People continue to ask me about what they should expect in terms of attendance versus registration on their webinars. There is not a single answer, as averages vary based on a number of factors.
For general open-call marketing or lead generation webinars where you are soliciting attendance from the public at large, you can usually count on about a 33% attendance rate. That's right... 2/3 of your projected audience won't show up. So if you are in the game merely to build up quantities of names in your raw lead list, you might as well put all of your effort into getting folks to complete the event registration form.
If you have a highly targeted audience with a specialized interest, you can expect higher attendance rates. I'm working with a client giving webinars to software programmers on a specific platform in a niche area of development. We are seeing attendance rates averaging 50% (we recently did an event with a 55% attendance ratio). The narrower your content focus and audience demographic, the more likely they are to listen to your message. Unfortunately, you have less of a starting pool to draw from!
Customer communications events (such as "sneak peeks" at new product release features and so on) do a little better. I would estimate about a 60-65 percent attendance rate. The more that people believe they are getting inside information rather than a sales/marketing pitch, the more effort they will put into attending.

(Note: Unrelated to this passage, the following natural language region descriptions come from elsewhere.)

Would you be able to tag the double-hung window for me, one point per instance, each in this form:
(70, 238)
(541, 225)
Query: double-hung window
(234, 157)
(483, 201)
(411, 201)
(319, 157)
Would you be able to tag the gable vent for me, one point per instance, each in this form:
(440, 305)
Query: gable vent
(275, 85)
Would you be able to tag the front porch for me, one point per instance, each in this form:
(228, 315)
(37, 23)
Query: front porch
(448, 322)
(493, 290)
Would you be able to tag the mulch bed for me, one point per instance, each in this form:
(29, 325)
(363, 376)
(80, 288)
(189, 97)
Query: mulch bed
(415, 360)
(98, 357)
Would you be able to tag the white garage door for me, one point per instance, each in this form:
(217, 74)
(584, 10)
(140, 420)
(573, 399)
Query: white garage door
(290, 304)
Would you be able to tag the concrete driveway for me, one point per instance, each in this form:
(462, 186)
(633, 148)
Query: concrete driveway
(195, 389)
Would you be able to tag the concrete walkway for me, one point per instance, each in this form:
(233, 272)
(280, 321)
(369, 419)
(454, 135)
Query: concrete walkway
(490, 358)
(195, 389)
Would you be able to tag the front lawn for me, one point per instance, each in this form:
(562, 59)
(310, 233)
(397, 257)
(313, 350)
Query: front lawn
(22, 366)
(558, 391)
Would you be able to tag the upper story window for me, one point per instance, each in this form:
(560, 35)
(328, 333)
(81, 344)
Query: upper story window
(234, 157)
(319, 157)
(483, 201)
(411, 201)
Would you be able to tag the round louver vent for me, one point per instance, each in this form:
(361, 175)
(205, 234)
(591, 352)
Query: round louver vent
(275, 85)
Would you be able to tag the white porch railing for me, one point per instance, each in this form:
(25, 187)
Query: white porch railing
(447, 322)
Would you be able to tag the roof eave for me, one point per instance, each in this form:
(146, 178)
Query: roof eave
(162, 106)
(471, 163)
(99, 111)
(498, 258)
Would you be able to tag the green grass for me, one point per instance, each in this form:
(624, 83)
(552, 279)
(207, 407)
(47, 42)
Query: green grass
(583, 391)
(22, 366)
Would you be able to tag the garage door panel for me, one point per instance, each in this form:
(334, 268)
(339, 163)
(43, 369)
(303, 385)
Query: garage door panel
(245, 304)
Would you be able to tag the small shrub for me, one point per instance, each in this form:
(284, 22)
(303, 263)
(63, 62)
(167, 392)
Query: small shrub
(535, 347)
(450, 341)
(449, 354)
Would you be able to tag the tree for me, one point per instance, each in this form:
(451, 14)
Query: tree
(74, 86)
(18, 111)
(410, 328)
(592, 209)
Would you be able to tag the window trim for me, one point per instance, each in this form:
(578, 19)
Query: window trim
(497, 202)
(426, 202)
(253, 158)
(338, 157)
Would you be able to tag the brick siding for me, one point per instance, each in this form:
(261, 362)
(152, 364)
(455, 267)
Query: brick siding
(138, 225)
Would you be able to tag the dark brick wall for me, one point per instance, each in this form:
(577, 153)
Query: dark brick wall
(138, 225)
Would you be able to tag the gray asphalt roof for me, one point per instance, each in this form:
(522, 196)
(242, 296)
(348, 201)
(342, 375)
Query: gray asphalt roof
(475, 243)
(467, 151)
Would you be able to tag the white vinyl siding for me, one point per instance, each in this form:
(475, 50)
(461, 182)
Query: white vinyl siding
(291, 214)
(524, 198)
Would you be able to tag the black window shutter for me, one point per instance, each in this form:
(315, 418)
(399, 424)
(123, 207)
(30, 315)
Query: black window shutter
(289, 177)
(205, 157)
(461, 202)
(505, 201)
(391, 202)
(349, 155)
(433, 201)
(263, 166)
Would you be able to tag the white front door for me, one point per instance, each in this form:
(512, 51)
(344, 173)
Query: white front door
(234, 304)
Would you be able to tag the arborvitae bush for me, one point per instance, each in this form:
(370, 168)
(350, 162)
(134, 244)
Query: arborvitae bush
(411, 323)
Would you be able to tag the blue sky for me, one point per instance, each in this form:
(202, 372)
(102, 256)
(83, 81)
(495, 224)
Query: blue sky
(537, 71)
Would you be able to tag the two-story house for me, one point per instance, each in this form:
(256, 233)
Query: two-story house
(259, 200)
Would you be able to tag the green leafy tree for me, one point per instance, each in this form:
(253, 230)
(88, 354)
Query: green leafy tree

Internal training and employee communications (even "mandatory"
events) can climb as high as 80-85% attendance, but there will always be some MIA's in the crowd.
Your highest attendance rates (naturally) come from events where you charge the audience to attend. Especially if you announce a no-refund policy! :) These can produce attendance rates around 95-98%. But you'd better deliver on some quality content, technical operation, and presentation skills.